Je ne comprends même pas pourquoi je m’énerve à ce point, mais ça m’a trituré les neurones tout le week-end, je me suis demandée si, au même titre que les magazines pour femmes, la blogosphère beauté était devenue une sorte de vitrine sans fond.
Il y a des magazines que j’aime pourtant (et pas qu’un peu !), qui sont vraiment d’une très bonne qualité, mais qui sont noyés dans la masses des torche-fessiers et ne donnent pas envie à la femme de se mettre devant un présentoir pour choisir sa littérature hebdomadaire, la qualifiant indirectement de « sans intérêt, irréfléchie et non créative ».

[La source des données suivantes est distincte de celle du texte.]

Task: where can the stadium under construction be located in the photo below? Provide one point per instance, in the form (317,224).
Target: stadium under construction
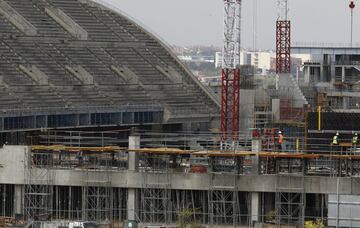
(100,122)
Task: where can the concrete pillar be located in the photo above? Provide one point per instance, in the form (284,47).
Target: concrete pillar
(255,207)
(275,108)
(255,147)
(322,77)
(306,74)
(18,199)
(134,143)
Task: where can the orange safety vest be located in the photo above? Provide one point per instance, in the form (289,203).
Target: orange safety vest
(281,138)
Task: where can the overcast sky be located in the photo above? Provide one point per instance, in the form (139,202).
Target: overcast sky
(199,22)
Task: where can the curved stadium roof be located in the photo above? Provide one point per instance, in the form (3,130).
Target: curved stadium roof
(67,56)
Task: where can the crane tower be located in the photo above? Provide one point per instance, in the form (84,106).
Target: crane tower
(283,42)
(230,73)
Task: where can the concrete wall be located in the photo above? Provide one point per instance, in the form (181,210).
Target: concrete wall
(12,160)
(344,210)
(12,163)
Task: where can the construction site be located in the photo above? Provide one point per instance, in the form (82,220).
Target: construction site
(101,125)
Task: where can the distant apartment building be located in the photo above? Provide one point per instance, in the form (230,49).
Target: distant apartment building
(219,58)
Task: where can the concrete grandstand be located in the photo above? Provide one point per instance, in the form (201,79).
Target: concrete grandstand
(76,63)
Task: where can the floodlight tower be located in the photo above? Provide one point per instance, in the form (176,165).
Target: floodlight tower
(230,73)
(351,6)
(283,42)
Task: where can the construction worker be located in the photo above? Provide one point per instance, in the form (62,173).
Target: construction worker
(280,141)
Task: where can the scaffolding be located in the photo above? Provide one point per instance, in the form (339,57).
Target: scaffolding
(97,190)
(156,192)
(290,202)
(223,196)
(39,178)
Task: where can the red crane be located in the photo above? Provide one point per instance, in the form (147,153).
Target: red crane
(283,41)
(230,74)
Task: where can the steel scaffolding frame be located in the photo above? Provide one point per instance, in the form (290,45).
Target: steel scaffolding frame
(97,191)
(290,202)
(223,198)
(39,185)
(155,196)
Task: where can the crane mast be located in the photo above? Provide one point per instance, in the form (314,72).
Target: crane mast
(283,41)
(230,73)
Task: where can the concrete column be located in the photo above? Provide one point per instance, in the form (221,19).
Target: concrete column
(275,108)
(255,207)
(322,77)
(18,199)
(255,147)
(307,74)
(134,143)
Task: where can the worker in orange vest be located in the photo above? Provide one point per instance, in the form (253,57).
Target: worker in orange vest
(280,141)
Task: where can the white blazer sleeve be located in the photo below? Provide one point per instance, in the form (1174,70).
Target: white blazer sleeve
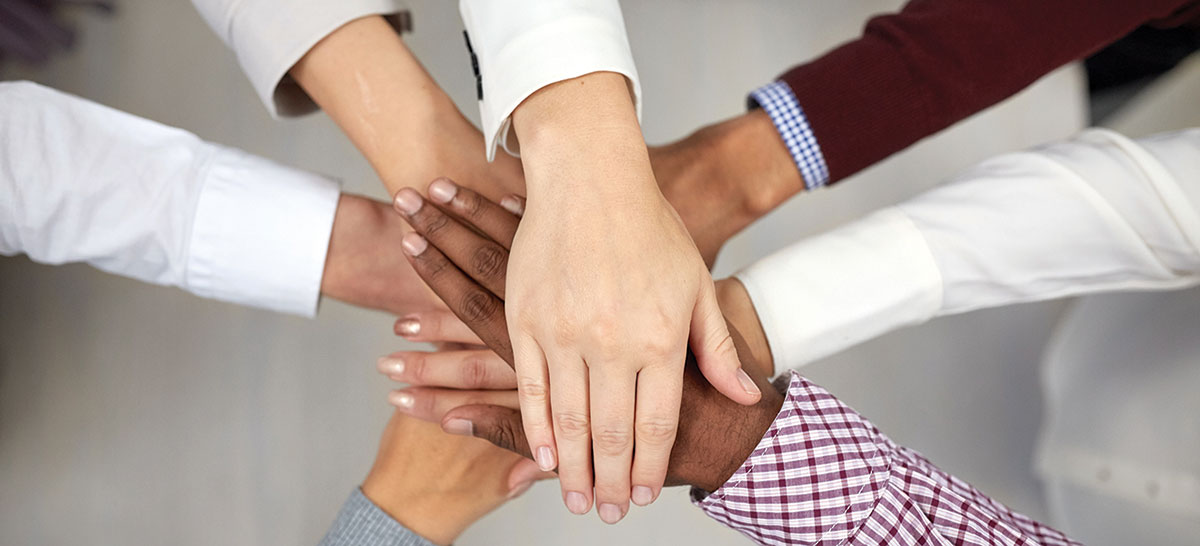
(269,36)
(84,183)
(1096,214)
(521,46)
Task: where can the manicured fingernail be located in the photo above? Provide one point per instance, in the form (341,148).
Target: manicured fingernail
(401,400)
(747,383)
(443,190)
(459,426)
(519,490)
(408,327)
(545,459)
(642,495)
(407,201)
(511,204)
(610,513)
(390,366)
(414,244)
(576,503)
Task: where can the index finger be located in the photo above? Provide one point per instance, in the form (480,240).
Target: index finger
(479,309)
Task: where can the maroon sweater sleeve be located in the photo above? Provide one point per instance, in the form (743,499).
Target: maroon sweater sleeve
(937,61)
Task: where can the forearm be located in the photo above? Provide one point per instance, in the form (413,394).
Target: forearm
(433,499)
(372,87)
(576,125)
(725,177)
(377,91)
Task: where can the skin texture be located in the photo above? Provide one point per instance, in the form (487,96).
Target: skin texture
(719,179)
(715,433)
(438,484)
(365,265)
(599,337)
(370,84)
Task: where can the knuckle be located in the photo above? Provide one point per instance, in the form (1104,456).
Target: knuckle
(478,306)
(573,425)
(474,372)
(655,431)
(532,391)
(433,265)
(471,204)
(502,435)
(433,221)
(417,369)
(489,262)
(565,333)
(611,442)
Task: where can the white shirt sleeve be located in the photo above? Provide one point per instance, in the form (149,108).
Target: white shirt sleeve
(522,46)
(84,183)
(1099,213)
(269,36)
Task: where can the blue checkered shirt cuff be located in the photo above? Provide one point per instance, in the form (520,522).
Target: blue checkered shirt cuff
(779,102)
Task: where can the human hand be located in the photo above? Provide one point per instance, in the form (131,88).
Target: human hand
(438,484)
(605,289)
(715,435)
(365,265)
(377,91)
(725,177)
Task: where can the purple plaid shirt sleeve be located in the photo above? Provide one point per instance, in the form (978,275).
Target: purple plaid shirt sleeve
(780,105)
(822,474)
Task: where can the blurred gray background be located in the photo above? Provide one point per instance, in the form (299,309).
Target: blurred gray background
(136,414)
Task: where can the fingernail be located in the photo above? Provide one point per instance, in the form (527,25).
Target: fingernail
(642,496)
(443,190)
(576,503)
(747,383)
(390,366)
(408,327)
(401,400)
(511,204)
(545,459)
(519,490)
(459,426)
(414,244)
(407,201)
(610,513)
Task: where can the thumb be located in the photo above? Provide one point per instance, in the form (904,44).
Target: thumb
(523,474)
(715,353)
(497,424)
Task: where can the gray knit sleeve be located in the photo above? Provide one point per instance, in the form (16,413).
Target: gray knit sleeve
(361,523)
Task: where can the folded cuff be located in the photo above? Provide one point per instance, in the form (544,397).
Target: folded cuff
(564,48)
(261,234)
(270,41)
(827,293)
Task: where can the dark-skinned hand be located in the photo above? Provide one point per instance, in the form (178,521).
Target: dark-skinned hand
(460,249)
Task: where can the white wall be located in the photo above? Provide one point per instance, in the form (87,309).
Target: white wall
(133,414)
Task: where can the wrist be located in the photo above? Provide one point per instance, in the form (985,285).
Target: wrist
(585,125)
(435,491)
(725,177)
(360,226)
(739,311)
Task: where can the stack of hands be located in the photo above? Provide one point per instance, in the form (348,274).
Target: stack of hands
(461,249)
(604,322)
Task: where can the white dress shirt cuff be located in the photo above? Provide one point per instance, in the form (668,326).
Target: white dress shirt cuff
(831,292)
(516,63)
(261,234)
(269,37)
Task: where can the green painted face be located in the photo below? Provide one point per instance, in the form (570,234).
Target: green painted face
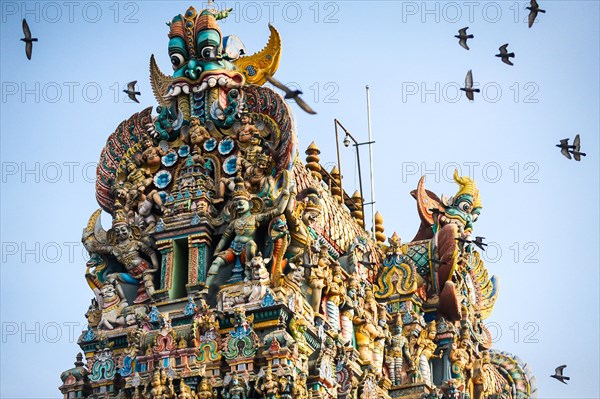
(190,56)
(462,210)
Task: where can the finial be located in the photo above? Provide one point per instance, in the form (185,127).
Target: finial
(379,229)
(313,159)
(334,185)
(357,212)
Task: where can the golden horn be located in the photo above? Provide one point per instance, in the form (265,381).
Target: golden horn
(255,67)
(159,81)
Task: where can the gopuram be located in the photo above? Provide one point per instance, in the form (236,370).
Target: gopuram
(235,270)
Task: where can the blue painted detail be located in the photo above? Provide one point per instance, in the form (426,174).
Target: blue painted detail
(268,300)
(88,335)
(250,70)
(154,315)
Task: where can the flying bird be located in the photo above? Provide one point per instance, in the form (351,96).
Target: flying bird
(131,93)
(479,242)
(462,37)
(293,94)
(28,39)
(577,154)
(564,148)
(463,240)
(558,374)
(505,55)
(468,89)
(534,8)
(436,211)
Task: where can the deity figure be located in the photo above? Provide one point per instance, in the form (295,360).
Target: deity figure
(256,175)
(151,154)
(145,218)
(460,359)
(197,136)
(366,326)
(334,292)
(246,220)
(248,138)
(425,350)
(347,308)
(159,384)
(301,213)
(299,390)
(138,178)
(396,352)
(204,390)
(236,389)
(285,387)
(125,243)
(185,392)
(319,274)
(267,386)
(380,340)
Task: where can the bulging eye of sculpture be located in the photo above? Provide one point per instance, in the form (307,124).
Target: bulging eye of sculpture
(177,60)
(464,206)
(209,52)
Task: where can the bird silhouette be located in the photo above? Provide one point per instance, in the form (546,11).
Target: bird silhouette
(462,37)
(505,55)
(28,39)
(463,240)
(479,242)
(558,374)
(564,148)
(577,154)
(534,8)
(131,93)
(293,94)
(468,89)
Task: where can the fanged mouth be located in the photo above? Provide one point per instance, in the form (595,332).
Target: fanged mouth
(444,220)
(191,98)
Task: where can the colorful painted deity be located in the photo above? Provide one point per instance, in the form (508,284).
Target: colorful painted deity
(240,234)
(124,242)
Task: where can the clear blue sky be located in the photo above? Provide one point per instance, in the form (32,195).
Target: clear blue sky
(540,210)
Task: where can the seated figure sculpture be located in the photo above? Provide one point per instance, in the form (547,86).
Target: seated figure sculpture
(240,234)
(125,243)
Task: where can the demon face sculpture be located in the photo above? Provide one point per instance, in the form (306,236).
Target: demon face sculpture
(209,72)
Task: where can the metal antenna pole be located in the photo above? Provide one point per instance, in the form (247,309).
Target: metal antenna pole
(337,146)
(371,158)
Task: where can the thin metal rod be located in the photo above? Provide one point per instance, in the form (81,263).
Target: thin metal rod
(359,177)
(337,146)
(371,158)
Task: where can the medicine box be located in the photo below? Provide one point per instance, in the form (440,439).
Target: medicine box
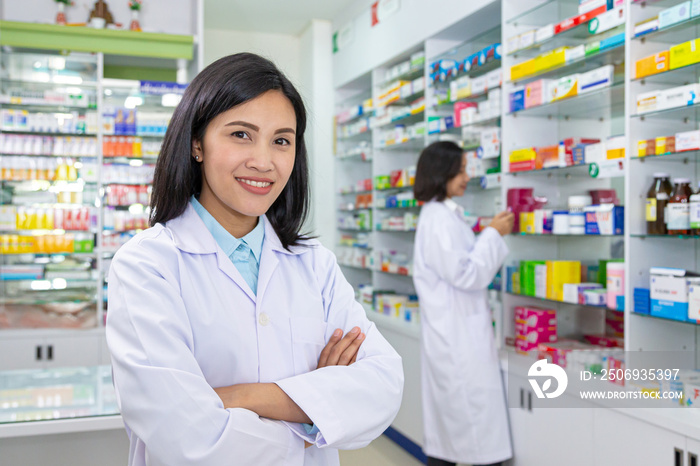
(684,54)
(674,14)
(565,87)
(669,293)
(596,79)
(687,140)
(657,63)
(574,292)
(605,219)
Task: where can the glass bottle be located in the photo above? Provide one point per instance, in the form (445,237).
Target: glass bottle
(657,198)
(678,208)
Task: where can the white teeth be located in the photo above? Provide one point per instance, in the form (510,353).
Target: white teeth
(257,184)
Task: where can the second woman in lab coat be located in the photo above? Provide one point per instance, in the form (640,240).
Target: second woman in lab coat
(225,324)
(464,406)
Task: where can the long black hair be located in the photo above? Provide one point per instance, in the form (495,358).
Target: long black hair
(438,164)
(226,83)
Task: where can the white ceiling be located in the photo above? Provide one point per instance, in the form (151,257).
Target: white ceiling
(270,16)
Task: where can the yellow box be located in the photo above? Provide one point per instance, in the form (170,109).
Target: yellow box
(559,273)
(523,155)
(527,223)
(684,54)
(522,70)
(657,63)
(549,60)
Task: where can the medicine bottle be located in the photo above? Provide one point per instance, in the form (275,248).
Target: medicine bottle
(657,198)
(695,213)
(678,209)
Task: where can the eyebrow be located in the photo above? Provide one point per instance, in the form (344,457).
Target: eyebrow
(256,128)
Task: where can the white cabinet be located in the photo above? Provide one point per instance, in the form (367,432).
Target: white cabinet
(49,351)
(546,436)
(621,439)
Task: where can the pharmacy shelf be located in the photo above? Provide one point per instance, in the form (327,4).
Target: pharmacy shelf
(649,316)
(672,157)
(414,73)
(603,103)
(47,133)
(407,119)
(676,237)
(404,144)
(675,113)
(675,77)
(553,301)
(675,34)
(610,56)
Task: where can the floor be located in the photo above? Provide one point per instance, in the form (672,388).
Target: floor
(381,452)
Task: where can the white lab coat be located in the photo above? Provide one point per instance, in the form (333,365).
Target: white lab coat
(182,320)
(464,407)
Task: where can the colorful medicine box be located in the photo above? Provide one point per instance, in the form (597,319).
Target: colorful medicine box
(684,54)
(657,63)
(605,219)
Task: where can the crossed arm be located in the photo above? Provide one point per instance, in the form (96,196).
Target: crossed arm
(270,401)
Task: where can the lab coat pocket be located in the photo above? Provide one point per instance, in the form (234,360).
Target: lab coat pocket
(308,339)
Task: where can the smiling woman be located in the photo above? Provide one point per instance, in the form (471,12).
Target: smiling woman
(226,324)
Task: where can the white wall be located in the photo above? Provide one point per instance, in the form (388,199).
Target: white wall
(415,21)
(316,87)
(282,49)
(166,16)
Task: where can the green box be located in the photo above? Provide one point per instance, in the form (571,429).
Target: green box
(527,276)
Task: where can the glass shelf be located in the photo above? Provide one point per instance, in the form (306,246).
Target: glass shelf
(410,75)
(682,113)
(531,235)
(548,12)
(675,157)
(675,34)
(635,235)
(408,144)
(406,119)
(612,56)
(603,103)
(677,77)
(66,393)
(649,316)
(560,302)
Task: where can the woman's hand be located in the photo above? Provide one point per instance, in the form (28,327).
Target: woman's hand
(503,222)
(341,351)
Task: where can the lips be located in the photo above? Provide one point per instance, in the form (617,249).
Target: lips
(256,185)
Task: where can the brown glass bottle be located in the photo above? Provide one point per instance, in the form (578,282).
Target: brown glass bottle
(657,198)
(678,208)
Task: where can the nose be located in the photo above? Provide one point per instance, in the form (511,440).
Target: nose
(260,159)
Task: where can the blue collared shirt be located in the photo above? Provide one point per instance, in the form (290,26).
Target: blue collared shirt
(244,252)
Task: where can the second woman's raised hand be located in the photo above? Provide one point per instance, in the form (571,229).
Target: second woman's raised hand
(341,351)
(503,222)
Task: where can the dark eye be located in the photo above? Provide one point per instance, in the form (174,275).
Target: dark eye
(240,135)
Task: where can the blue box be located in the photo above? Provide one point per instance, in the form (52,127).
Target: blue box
(669,310)
(613,41)
(605,219)
(517,100)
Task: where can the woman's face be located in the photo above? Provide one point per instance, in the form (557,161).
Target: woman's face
(247,156)
(458,184)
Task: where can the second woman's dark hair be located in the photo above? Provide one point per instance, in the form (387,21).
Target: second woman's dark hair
(438,163)
(226,83)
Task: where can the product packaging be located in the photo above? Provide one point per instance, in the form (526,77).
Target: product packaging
(605,219)
(669,292)
(657,63)
(674,14)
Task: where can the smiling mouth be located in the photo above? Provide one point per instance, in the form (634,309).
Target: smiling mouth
(255,184)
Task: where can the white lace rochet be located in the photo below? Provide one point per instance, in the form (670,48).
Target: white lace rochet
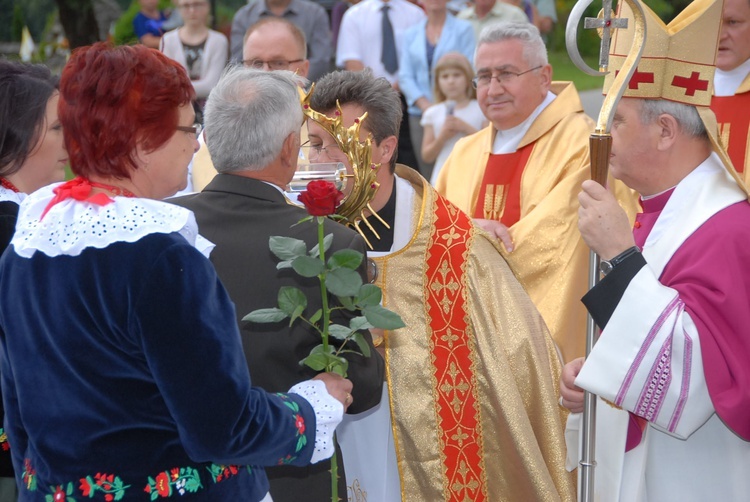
(71,226)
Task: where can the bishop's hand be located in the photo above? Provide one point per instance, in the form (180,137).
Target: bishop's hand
(571,396)
(603,224)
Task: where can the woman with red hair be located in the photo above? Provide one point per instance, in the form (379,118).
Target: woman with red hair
(122,366)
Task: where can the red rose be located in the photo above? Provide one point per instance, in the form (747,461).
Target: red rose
(163,488)
(85,487)
(59,495)
(321,198)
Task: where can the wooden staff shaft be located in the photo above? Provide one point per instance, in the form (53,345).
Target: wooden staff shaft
(600,148)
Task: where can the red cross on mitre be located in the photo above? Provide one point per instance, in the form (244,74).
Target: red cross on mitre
(638,78)
(690,84)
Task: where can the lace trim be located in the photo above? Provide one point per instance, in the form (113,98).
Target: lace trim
(328,414)
(71,226)
(10,195)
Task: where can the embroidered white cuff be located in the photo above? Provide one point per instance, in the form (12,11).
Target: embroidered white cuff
(328,414)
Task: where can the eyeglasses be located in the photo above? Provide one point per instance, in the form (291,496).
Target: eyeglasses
(274,65)
(197,5)
(314,152)
(196,129)
(503,77)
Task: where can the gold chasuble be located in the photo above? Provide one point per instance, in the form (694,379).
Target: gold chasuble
(473,375)
(549,257)
(733,116)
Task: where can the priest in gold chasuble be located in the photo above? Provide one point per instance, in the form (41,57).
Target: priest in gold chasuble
(471,410)
(523,172)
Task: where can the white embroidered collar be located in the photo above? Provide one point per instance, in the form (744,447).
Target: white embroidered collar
(71,226)
(9,195)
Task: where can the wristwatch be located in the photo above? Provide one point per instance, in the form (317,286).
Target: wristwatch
(606,266)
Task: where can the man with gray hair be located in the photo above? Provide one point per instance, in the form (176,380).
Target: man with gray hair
(518,176)
(670,366)
(471,407)
(253,130)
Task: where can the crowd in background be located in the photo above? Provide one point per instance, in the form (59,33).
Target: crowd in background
(422,32)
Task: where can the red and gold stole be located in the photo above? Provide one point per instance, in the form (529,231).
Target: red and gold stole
(734,127)
(452,355)
(500,192)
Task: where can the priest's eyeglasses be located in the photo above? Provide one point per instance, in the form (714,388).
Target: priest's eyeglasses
(196,129)
(273,65)
(314,152)
(502,77)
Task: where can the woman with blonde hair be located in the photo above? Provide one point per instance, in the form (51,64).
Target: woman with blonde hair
(456,113)
(201,51)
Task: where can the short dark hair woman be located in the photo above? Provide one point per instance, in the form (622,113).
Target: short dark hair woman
(120,354)
(32,154)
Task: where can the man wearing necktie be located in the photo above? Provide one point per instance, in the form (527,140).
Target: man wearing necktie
(367,44)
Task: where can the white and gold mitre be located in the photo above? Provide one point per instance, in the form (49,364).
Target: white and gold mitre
(678,61)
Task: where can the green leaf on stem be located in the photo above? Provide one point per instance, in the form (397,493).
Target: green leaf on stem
(266,315)
(327,241)
(362,344)
(318,361)
(382,318)
(339,332)
(296,314)
(290,298)
(346,258)
(339,365)
(343,282)
(284,264)
(287,248)
(347,302)
(303,220)
(307,266)
(316,316)
(369,294)
(360,323)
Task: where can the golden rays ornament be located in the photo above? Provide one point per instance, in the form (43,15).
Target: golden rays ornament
(363,176)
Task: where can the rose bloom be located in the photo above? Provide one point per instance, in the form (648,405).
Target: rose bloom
(321,198)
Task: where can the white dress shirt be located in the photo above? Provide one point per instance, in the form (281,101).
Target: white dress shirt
(361,36)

Ca me titille le haricot, ça me fait danser comme un caribou qui a perdu la tête, « on passe pour » des idiotes.
C’est fou.
Cet amalgame.
Bien sûr, je sais ce que je vaux, je ne sais pas si c’est du à l’âge, à la carapace que je me forge, à la confiance que les lecteurs m’accordent.
Mais parfois, quand je lis la blogosphère, j’ai l’impression d’être devant un de ces magazines qui font marronnier sur marronnier, sans jamais se renouveler, et qui prennent les filles pour des ignares qui n’ont pas besoin d’infos puisque de toute façon, les jolies images suffiront.
Pour tout vous dire, les jolies images, c’est comme les jolies filles, après un moment on a besoin de langage, d’échange.
Sinon ça lasse.
Et c’est à cause de gens comme ça que quand je dis que j’ai un blog d’humeurs et de beauté, qu’on me regarde comme si j’étais une écervelée.
Il faut alors que je creuse, que j’explique mon point de vue, que je défende celui de filles qui font du monde de la beauté un monde aux perspectives nouvelles.
Je reste lucide, j’essaye de toujours avoir la tête hors de l’eau, mais parfois l’atmosphère qui règne sur la blogo me fait penser à un bourbier duquel les vrais talents ont du mal à naître, dans lequel tout se fond sous un même en-tête sans que les regards extérieurs parviennent à voir ce qui a vraiment de l’intérêt.
Il faudrait des pancartes pour savoir où aller même si en connaissant le chemin, on tombera toujours sur ce qui gâche le paysage.
On pourra toujours dire qu’il faut de tout pour faire un monde, sauf que si le tout devient la norme, on va vers l’anarchie.
Mais on s’en fout, tu me diras, vu qu’on sera toutes belles avec nos bigoudis.